Skay, come ti chiamano i tuoi compagni, raccontaci un po’ di te.
“Sono nato a Gostivar, in Macedonia, nel 1994. Io e la mia famiglia ci siamo trasferiti in Italia nel novembre del 2000, a Sover, un paesino della Val di Cembra a Trento. Qui ho cominciato a tirare i primi calci al pallone nella polisportiva Val Cembra. All’età di 14 anni mi sono trasferito a Levico Terme in Valsugana, dove facevo avanti indietro per un anno per andare agli allenamenti. Poi per comodità mi sono spostato in una squadra di 1° categoria, il G.S.D. Roncegno, esordendo a 15 anni in prima squadra e segnando 27 reti in 16 partite. La stagione successiva sono stato acquistato dall’U.S. Levico Terme, squadra di Eccellenza, dove ho collezionato ben 68 reti con la juniores passando subito in prima squadra a 17 anni”.
Poi hai avuto un momento di crisi…
“Dopo circa 80 presenze in prima squadra, venne esonerato il mister che mi lanciò tra i grandi e io finì fuori squadra. Me ne sono stato un annetto in Seconda Categoria in una squadra affiliata. Poi un giorno, avevo 20 anni, ho deciso di cambiare vita e partire per l’estero in cerca di maggiore fortuna, senza avere una meta ben precisa o un punto d’appoggio. Scelsi la Germania, puntai il dito sulla mappa e atterrai a Dortmund. Solo e non conoscendo la lingua, ho provato vari lavori e ho fatto gavetta in diverse squadre arrivando a giocare in Serie D tedesca. Dopodiché mi arrivò una chiamata da un mio vecchio manager, chiedendomi se avessi voglia di provare un’esperienza nella Serie A macedone: così finii al Makedonjia George Petrov, una squadra che svolgeva le qualificazioni per l’Europa League.

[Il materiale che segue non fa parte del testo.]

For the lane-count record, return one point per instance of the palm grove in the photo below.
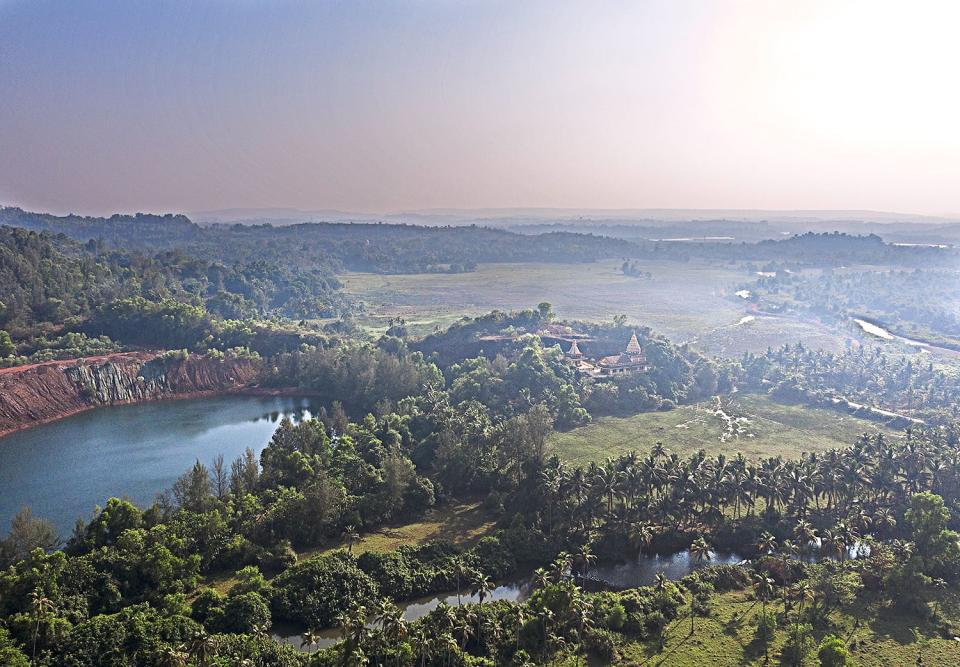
(413, 424)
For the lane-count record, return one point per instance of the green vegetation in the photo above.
(436, 466)
(758, 427)
(680, 300)
(901, 300)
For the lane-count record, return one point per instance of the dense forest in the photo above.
(236, 549)
(443, 420)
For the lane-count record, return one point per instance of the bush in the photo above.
(832, 652)
(799, 644)
(316, 591)
(243, 613)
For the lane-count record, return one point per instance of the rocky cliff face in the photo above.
(33, 395)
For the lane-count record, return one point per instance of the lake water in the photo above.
(65, 468)
(639, 571)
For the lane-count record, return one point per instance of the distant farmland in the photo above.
(769, 429)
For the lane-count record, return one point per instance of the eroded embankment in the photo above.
(32, 395)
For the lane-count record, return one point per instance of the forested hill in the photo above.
(382, 248)
(404, 248)
(51, 285)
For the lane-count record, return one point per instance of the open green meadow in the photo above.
(684, 301)
(879, 637)
(754, 425)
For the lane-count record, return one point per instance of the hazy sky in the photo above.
(376, 106)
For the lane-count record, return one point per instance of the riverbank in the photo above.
(43, 393)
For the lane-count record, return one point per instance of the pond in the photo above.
(65, 468)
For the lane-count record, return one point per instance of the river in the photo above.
(639, 571)
(65, 468)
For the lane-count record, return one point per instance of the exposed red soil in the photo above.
(40, 393)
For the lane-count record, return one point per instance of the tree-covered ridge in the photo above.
(393, 248)
(56, 292)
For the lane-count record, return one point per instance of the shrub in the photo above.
(832, 652)
(316, 591)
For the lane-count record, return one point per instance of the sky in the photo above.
(128, 105)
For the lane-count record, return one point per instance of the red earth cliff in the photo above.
(32, 395)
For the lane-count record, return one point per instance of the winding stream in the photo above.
(641, 571)
(65, 468)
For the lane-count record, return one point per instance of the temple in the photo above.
(631, 360)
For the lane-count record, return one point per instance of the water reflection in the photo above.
(65, 468)
(413, 610)
(643, 570)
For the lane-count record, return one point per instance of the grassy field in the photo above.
(762, 428)
(460, 524)
(684, 301)
(725, 638)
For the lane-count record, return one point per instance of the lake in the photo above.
(65, 468)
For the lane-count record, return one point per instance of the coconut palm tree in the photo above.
(309, 638)
(585, 558)
(173, 656)
(42, 605)
(462, 572)
(582, 610)
(518, 614)
(560, 567)
(767, 543)
(763, 588)
(351, 535)
(393, 626)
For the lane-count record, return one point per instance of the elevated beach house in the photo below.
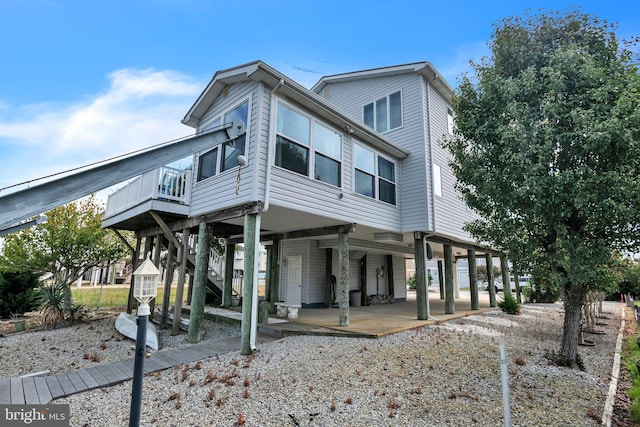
(341, 183)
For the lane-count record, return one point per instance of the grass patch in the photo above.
(111, 296)
(631, 354)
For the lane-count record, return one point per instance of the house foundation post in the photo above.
(421, 276)
(177, 308)
(506, 283)
(157, 251)
(227, 291)
(456, 279)
(250, 290)
(473, 279)
(329, 291)
(490, 280)
(516, 278)
(200, 283)
(134, 261)
(192, 278)
(168, 280)
(390, 282)
(343, 278)
(441, 279)
(449, 305)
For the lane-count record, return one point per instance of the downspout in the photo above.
(270, 145)
(433, 198)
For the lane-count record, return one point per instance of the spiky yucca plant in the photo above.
(51, 302)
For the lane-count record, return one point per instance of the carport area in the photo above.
(375, 321)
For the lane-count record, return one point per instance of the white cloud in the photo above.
(457, 62)
(139, 108)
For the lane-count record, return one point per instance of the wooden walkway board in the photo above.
(77, 382)
(30, 393)
(88, 379)
(44, 394)
(66, 384)
(54, 386)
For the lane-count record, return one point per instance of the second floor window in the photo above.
(219, 160)
(384, 114)
(305, 146)
(374, 176)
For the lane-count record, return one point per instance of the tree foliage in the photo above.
(69, 243)
(547, 151)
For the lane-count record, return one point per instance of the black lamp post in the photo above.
(144, 290)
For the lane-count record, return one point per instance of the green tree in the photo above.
(547, 151)
(69, 243)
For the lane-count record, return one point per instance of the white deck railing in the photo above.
(164, 183)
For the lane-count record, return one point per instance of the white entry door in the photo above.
(294, 280)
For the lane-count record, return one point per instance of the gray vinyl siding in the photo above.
(450, 211)
(375, 261)
(219, 191)
(414, 196)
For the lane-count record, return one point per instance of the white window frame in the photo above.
(375, 115)
(220, 147)
(376, 174)
(450, 121)
(311, 147)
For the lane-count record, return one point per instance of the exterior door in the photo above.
(294, 280)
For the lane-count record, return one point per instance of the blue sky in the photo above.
(82, 81)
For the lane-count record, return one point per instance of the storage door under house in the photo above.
(294, 280)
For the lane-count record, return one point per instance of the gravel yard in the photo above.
(442, 375)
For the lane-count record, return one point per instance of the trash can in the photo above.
(355, 298)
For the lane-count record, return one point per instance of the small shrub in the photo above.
(51, 303)
(509, 304)
(75, 313)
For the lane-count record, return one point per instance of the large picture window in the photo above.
(385, 113)
(307, 147)
(219, 160)
(368, 172)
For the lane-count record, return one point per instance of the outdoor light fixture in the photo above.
(145, 288)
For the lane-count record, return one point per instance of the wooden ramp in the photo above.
(42, 390)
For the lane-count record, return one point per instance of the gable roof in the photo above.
(425, 69)
(261, 72)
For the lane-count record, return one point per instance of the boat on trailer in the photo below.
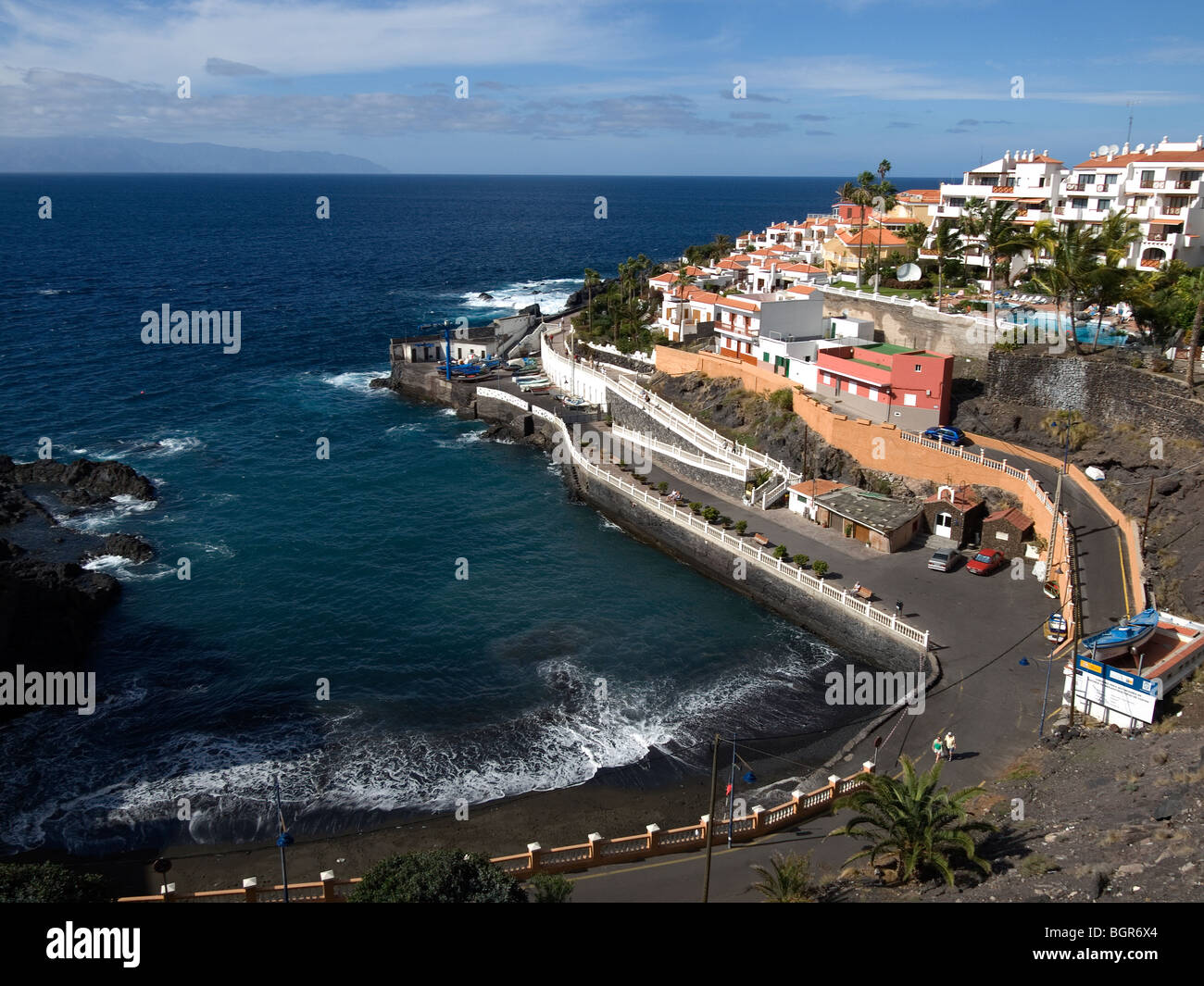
(1131, 631)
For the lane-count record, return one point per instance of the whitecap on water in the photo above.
(550, 293)
(356, 381)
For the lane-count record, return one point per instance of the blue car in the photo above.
(954, 436)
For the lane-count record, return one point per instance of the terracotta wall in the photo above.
(880, 445)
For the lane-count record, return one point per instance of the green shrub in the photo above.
(783, 399)
(550, 889)
(48, 884)
(437, 877)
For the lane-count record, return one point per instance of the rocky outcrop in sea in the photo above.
(49, 604)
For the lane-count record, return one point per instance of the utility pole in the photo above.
(1148, 500)
(710, 815)
(731, 793)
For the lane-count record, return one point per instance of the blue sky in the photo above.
(590, 87)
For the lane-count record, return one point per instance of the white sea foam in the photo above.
(356, 381)
(108, 516)
(175, 445)
(119, 566)
(345, 764)
(549, 293)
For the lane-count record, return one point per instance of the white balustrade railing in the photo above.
(689, 426)
(787, 571)
(737, 471)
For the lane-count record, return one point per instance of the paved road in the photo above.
(980, 629)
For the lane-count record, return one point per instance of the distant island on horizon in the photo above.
(139, 156)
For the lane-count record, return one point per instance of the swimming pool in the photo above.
(1085, 331)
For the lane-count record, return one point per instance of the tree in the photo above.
(1115, 237)
(1192, 289)
(550, 889)
(591, 281)
(49, 884)
(681, 288)
(437, 877)
(947, 243)
(926, 830)
(787, 880)
(995, 224)
(915, 233)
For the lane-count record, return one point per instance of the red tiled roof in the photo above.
(1157, 156)
(1012, 517)
(818, 486)
(963, 499)
(742, 304)
(868, 237)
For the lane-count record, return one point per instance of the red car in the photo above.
(985, 561)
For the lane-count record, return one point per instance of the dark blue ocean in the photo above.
(345, 568)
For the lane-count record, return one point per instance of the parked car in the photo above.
(954, 436)
(944, 560)
(985, 561)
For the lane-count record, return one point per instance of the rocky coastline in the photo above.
(49, 604)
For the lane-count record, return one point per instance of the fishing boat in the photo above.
(1055, 629)
(1131, 631)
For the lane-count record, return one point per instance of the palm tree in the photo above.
(947, 241)
(789, 880)
(923, 828)
(1192, 289)
(591, 281)
(995, 224)
(1116, 235)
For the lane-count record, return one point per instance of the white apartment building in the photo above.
(1159, 184)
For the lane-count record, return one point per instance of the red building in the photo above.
(909, 388)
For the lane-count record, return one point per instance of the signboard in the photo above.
(1120, 692)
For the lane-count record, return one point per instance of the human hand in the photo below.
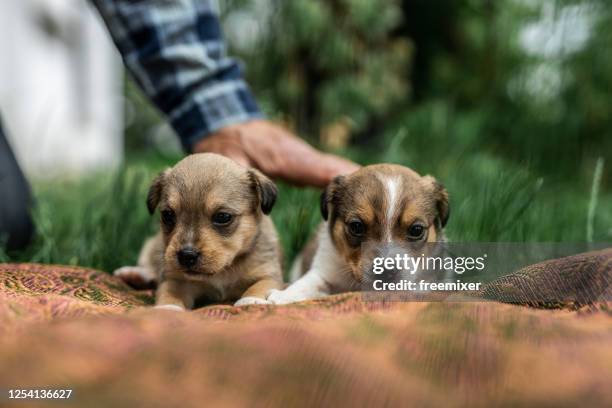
(276, 152)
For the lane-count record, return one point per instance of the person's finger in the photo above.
(315, 169)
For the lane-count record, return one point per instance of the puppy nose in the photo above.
(188, 256)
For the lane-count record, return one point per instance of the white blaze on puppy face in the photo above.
(392, 187)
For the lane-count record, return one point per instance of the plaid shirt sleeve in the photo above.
(175, 51)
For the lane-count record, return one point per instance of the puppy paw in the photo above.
(283, 297)
(174, 308)
(138, 277)
(251, 300)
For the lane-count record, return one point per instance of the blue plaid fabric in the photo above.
(175, 51)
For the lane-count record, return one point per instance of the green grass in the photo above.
(101, 221)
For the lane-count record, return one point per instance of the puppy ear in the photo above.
(266, 190)
(441, 196)
(155, 191)
(329, 194)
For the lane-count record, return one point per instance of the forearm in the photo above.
(175, 52)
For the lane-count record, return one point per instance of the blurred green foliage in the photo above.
(323, 62)
(506, 102)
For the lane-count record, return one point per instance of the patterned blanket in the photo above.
(76, 328)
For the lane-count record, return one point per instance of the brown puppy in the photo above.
(216, 241)
(375, 206)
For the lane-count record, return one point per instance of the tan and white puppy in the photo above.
(216, 242)
(377, 205)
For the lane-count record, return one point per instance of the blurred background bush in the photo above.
(507, 102)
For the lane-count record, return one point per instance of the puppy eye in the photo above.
(416, 232)
(168, 218)
(222, 218)
(357, 228)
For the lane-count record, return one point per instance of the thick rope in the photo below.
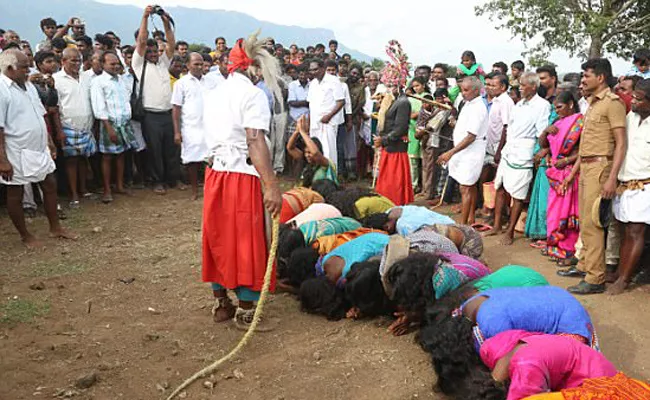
(256, 318)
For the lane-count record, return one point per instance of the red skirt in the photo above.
(234, 240)
(394, 180)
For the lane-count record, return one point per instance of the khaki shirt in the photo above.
(606, 113)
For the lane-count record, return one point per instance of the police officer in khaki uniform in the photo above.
(602, 150)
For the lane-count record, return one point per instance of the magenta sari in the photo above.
(562, 225)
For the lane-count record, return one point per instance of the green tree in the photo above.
(197, 47)
(587, 28)
(377, 64)
(535, 62)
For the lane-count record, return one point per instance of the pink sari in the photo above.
(562, 225)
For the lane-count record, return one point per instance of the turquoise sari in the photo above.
(536, 219)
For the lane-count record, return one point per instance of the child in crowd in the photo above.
(641, 64)
(518, 67)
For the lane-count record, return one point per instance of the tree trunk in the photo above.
(596, 47)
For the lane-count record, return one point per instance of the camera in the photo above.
(158, 10)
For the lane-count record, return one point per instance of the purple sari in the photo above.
(562, 213)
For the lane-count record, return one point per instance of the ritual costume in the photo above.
(394, 180)
(234, 239)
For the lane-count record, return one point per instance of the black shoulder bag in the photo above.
(137, 107)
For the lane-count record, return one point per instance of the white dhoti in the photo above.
(29, 166)
(515, 181)
(326, 134)
(633, 206)
(193, 146)
(466, 166)
(515, 172)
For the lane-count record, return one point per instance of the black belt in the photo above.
(159, 112)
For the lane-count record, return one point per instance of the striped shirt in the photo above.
(110, 99)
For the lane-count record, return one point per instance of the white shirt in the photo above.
(74, 101)
(636, 165)
(322, 98)
(188, 94)
(110, 99)
(297, 92)
(232, 107)
(347, 107)
(528, 120)
(498, 117)
(21, 118)
(583, 104)
(157, 90)
(465, 166)
(90, 73)
(472, 119)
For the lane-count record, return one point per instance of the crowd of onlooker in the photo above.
(120, 117)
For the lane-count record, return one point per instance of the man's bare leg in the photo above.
(106, 175)
(631, 251)
(472, 205)
(72, 168)
(50, 202)
(515, 213)
(82, 175)
(119, 172)
(466, 193)
(17, 215)
(193, 176)
(499, 203)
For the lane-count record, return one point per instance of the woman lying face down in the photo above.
(361, 296)
(423, 278)
(453, 341)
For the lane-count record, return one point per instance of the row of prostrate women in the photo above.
(502, 334)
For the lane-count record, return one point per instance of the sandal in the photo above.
(538, 244)
(244, 319)
(222, 310)
(481, 227)
(567, 262)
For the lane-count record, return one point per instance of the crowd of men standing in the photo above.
(133, 115)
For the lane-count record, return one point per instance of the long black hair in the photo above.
(310, 169)
(290, 239)
(375, 221)
(411, 279)
(450, 343)
(344, 200)
(363, 289)
(322, 297)
(301, 265)
(324, 187)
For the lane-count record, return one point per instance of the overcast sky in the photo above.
(433, 31)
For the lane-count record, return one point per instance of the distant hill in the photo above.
(193, 25)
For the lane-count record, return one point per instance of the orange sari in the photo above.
(618, 387)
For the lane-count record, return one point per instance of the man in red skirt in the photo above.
(239, 183)
(394, 180)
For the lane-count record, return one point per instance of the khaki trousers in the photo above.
(592, 177)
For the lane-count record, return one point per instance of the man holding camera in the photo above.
(157, 126)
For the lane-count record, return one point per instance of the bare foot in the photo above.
(618, 287)
(31, 242)
(506, 240)
(63, 234)
(491, 232)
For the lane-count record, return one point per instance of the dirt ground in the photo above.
(126, 303)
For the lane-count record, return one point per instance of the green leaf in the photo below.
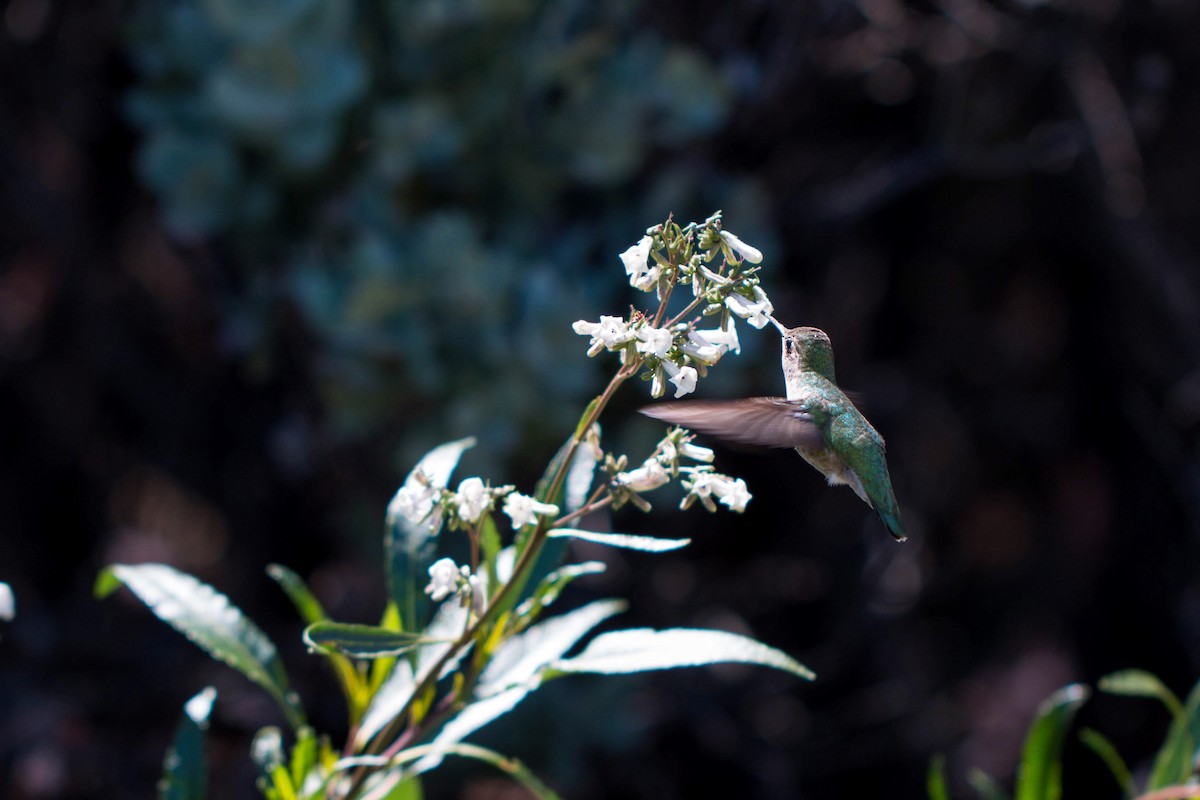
(1176, 757)
(361, 641)
(628, 541)
(985, 786)
(515, 671)
(207, 617)
(935, 780)
(1101, 745)
(298, 591)
(1139, 683)
(643, 649)
(184, 775)
(1039, 774)
(397, 689)
(274, 779)
(552, 585)
(408, 546)
(304, 757)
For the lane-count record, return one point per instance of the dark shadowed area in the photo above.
(255, 263)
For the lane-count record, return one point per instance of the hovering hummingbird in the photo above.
(816, 417)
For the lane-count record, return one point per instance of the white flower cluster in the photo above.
(420, 503)
(701, 482)
(703, 485)
(679, 354)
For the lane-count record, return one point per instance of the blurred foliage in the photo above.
(381, 164)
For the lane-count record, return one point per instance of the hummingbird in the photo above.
(816, 417)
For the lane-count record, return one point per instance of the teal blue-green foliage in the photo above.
(424, 180)
(1039, 771)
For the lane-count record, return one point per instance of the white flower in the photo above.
(472, 499)
(684, 378)
(610, 332)
(756, 313)
(701, 483)
(733, 494)
(701, 350)
(657, 386)
(444, 576)
(655, 341)
(521, 509)
(726, 337)
(636, 260)
(696, 452)
(745, 251)
(417, 504)
(646, 477)
(7, 603)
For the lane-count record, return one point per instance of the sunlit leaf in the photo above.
(645, 649)
(207, 617)
(360, 641)
(1039, 774)
(552, 585)
(298, 591)
(1176, 757)
(1139, 683)
(515, 671)
(627, 541)
(408, 545)
(184, 773)
(1108, 753)
(935, 780)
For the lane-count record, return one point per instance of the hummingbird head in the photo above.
(807, 349)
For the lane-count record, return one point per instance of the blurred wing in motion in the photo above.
(765, 421)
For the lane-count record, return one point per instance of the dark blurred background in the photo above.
(257, 258)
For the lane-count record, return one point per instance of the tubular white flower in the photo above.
(756, 313)
(417, 503)
(472, 500)
(701, 350)
(732, 494)
(521, 509)
(444, 576)
(655, 341)
(636, 258)
(657, 388)
(609, 334)
(726, 337)
(696, 452)
(7, 603)
(745, 251)
(646, 477)
(683, 378)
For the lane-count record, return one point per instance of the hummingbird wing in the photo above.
(765, 421)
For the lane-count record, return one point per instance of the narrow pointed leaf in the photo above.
(552, 585)
(985, 786)
(360, 641)
(184, 770)
(298, 591)
(1139, 683)
(408, 545)
(935, 780)
(1108, 753)
(1175, 759)
(627, 541)
(397, 689)
(515, 671)
(645, 649)
(207, 617)
(1039, 775)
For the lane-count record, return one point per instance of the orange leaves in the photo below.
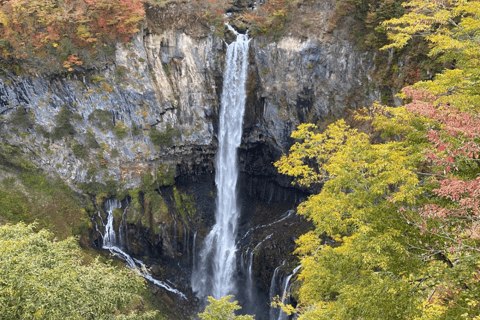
(33, 26)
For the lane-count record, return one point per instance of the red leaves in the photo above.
(43, 24)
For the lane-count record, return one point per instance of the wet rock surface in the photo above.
(157, 105)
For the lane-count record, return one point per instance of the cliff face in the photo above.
(170, 85)
(152, 114)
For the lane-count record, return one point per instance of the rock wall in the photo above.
(151, 116)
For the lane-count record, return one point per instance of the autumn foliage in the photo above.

È stata molto dura per il fatto psicologico, il primo giorno nello spogliatoio non era l’ambiente a cui ero abituato. Lì era un vero lavoro, la gente ti guardava un po’ storto, aveva paura che gli rubassi il posto. Così trovando pochissimo spazio, dopo aver fatto solo due partite, ho deciso di tornare indietro, in Germania, in Serie D tedesca nel T.S.V. Buchbach”.
Fino all’arrivo del Covid e tutto si è bloccato.
“L’anno scorso, a causa dell’esplosione della pandemia, siamo stati tre mesi fermi, senza paga ne niente, così ho deciso di tornare a casa dalla mia famiglia qui in Italia, a distanza di 6 anni dalla mia partenza. Ho continuato a tenermi in forma e ad allenarmi in una squadra di Eccellenza, con la quale stavo per firmare, ma di punto in bianco il padre del mio migliore amico mi ha chiamato, dicendomi che c’era questo progetto di Pellissier, che stavano organizzando dei provini a Verona. Partii il giorno seguente subito dopo lavoro. Le selezioni sono state brevi ma intense, lì per lì la pressione non l’avevo sentita, essendo abituato in certi campionati. Una sera mister Allegretti mi chiama e mi dice: “Guarda ragazzo, devo darti una brutta notizia. Ti abbiamo preso. Mi raccomando, già dal primo giorno dovrai dimostrare chi sei”.